Levantamento da EasyJur com mais de 2 milhões de processos aponta que ações de Contratos e Compliance têm duração média de 76,7 meses; acordos trabalhistas reduzem tramitação em cerca de 20 meses.

Um levantamento realizado pela EasyJur, empresa especializada em gestão processual e tecnologia jurídica, revela que a duração dos processos judiciais no Brasil varia significativamente conforme a área do Direito, podendo ultrapassar seis anos em determinadas matérias.

A pesquisa foi elaborada com base em mais de 2 milhões de processos históricos cadastrados na plataforma da empresa, considerando exclusivamente ações encerradas e com dados válidos de tramitação.

Segundo o estudo, os processos mais demorados são os relacionados a Contratos e Compliance, que apresentam duração média de 76,7 meses, o equivalente a mais de seis anos. Em seguida aparecem as ações tributárias, com média de 73 meses, e os processos de Recuperação Judicial, que levam cerca de 50,5 meses para serem concluídos.

Na outra extremidade estão os processos previdenciários, com média de 25,6 meses, e os trabalhistas, que registram duração média de 28 meses.

De acordo com o CEO da EasyJur, Vinicius Marques, a diferença está diretamente relacionada à complexidade das demandas e ao comportamento das partes envolvidas.

“Quando há mais valor em disputa, aumenta o incentivo para recorrer e prolongar a discussão.

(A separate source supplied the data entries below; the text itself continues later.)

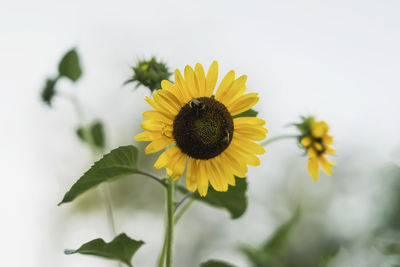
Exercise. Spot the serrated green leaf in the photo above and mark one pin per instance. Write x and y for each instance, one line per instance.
(121, 248)
(116, 164)
(248, 113)
(48, 91)
(216, 263)
(234, 200)
(69, 66)
(97, 134)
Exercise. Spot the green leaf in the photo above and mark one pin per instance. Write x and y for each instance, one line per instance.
(248, 113)
(216, 263)
(121, 248)
(268, 253)
(49, 91)
(97, 134)
(69, 66)
(234, 200)
(116, 164)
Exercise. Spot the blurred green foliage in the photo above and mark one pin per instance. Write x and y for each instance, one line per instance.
(121, 248)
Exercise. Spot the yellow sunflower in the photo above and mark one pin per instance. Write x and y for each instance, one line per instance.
(199, 130)
(316, 140)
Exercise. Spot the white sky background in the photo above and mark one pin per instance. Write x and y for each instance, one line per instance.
(339, 60)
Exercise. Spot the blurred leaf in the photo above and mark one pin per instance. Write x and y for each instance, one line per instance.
(248, 113)
(48, 91)
(234, 200)
(121, 248)
(116, 164)
(216, 263)
(268, 254)
(97, 134)
(391, 249)
(327, 260)
(69, 66)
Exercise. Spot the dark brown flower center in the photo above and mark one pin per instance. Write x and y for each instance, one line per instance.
(203, 128)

Isso impacta diretamente o tempo médio e torna algumas áreas estruturalmente mais demoradas”, explica.

Conciliação reduz tempo de tramitação

O levantamento destaca ainda a relevância dos acordos para a redução da duração dos processos.

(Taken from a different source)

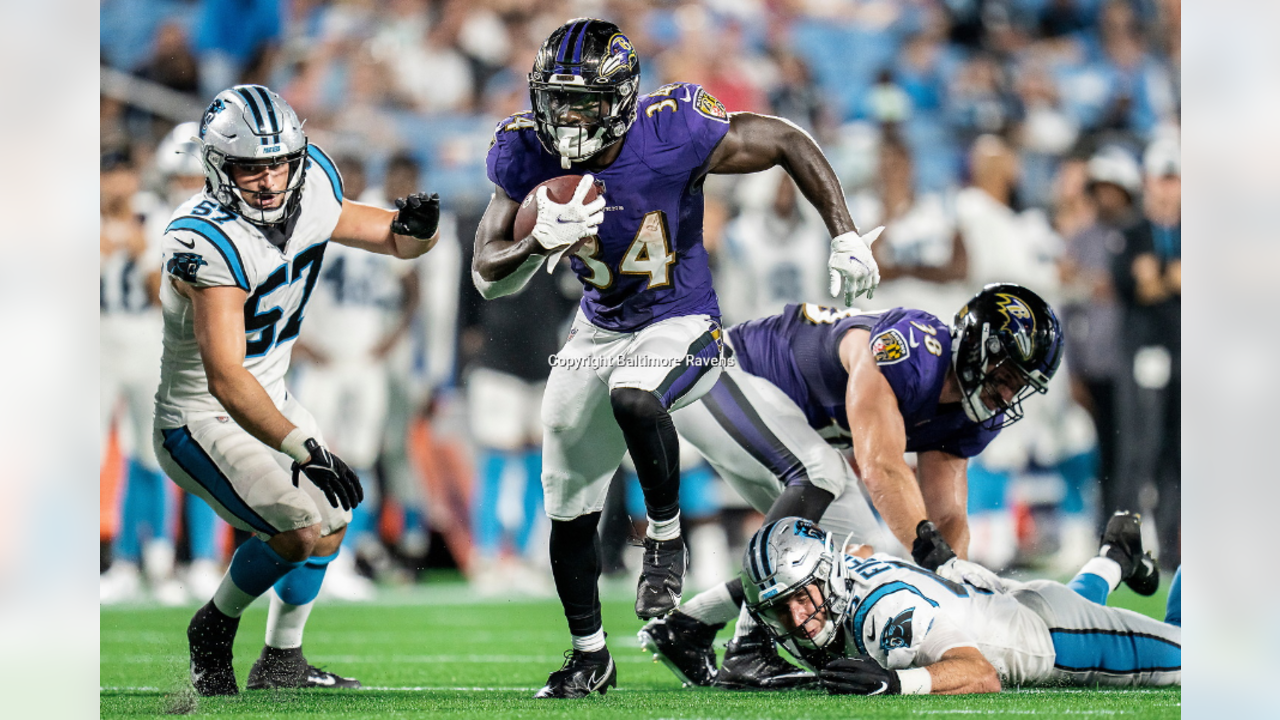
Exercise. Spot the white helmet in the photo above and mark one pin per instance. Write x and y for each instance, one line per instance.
(785, 557)
(178, 154)
(248, 124)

Na Justiça do Trabalho, por exemplo, ações encerradas por acordo levam, em média, 29,7 meses para serem concluídas. Já os processos que chegam a uma decisão judicial, seja procedente ou improcedente, ultrapassam 49 meses de tramitação.

A diferença, próxima de 20 meses, evidencia o impacto da conciliação na eficiência da prestação jurisdicional.

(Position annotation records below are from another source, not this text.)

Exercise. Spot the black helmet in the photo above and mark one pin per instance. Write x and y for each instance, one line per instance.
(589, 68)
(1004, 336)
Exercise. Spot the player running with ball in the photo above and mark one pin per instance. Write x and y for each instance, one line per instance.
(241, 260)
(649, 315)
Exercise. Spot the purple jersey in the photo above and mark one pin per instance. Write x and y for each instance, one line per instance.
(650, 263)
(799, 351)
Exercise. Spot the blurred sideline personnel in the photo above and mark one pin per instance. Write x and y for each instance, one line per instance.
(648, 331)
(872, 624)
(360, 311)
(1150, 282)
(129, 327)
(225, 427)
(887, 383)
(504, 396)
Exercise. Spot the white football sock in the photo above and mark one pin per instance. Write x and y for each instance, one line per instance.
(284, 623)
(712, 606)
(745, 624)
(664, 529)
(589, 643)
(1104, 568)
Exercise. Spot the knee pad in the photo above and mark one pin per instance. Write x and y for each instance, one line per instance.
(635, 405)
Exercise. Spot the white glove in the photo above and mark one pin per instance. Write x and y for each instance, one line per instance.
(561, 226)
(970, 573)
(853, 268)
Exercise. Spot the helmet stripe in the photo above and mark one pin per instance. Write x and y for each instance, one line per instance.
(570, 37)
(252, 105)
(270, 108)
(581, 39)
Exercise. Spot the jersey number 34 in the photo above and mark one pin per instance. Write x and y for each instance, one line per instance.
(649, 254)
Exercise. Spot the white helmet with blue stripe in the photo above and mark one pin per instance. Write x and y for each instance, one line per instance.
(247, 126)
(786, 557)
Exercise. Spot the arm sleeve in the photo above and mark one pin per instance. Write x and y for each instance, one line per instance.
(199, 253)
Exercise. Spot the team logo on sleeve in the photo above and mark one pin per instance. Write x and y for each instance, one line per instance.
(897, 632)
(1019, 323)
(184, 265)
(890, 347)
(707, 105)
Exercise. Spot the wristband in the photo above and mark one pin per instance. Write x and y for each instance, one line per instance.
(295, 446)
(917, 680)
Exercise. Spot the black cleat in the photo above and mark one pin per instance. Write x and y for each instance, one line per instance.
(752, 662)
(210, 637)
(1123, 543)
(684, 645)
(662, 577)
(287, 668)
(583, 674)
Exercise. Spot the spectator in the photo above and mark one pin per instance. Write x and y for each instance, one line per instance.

No Direito Cível, embora a redução seja menos expressiva, a pesquisa aponta que a solução consensual também contribui para diminuir o tempo de tramitação das demandas.

Morosidade continua sendo desafio

Os dados ganham importância em um contexto no qual a duração dos processos permanece entre os principais desafios do Poder Judiciário brasileiro.

Conforme o relatório Justiça em Números 2025, elaborado pelo Conselho Nacional de Justiça (CNJ), os processos pendentes no país levam, em média, 4 anos e 1 mês para serem concluídos.

Sem considerar as execuções fiscais, esse prazo cairia para aproximadamente 2 anos e 4 meses.

Segundo a EasyJur, o cenário demonstra que a morosidade não afeta todas as áreas de forma uniforme, variando conforme a natureza da demanda, a complexidade do litígio e o ramo do Direito envolvido.

Crescimento da complexidade processual

A pesquisa também identificou um aumento expressivo no tempo de tramitação ao longo dos últimos anos.

Entre 2016 e 2024, o tempo médio dos processos cíveis passou de 33,8 meses para 60,3 meses.

Já na área trabalhista, houve oscilações mais acentuadas, com aumento durante o período da pandemia da Covid-19 e posterior redução nos anos seguintes.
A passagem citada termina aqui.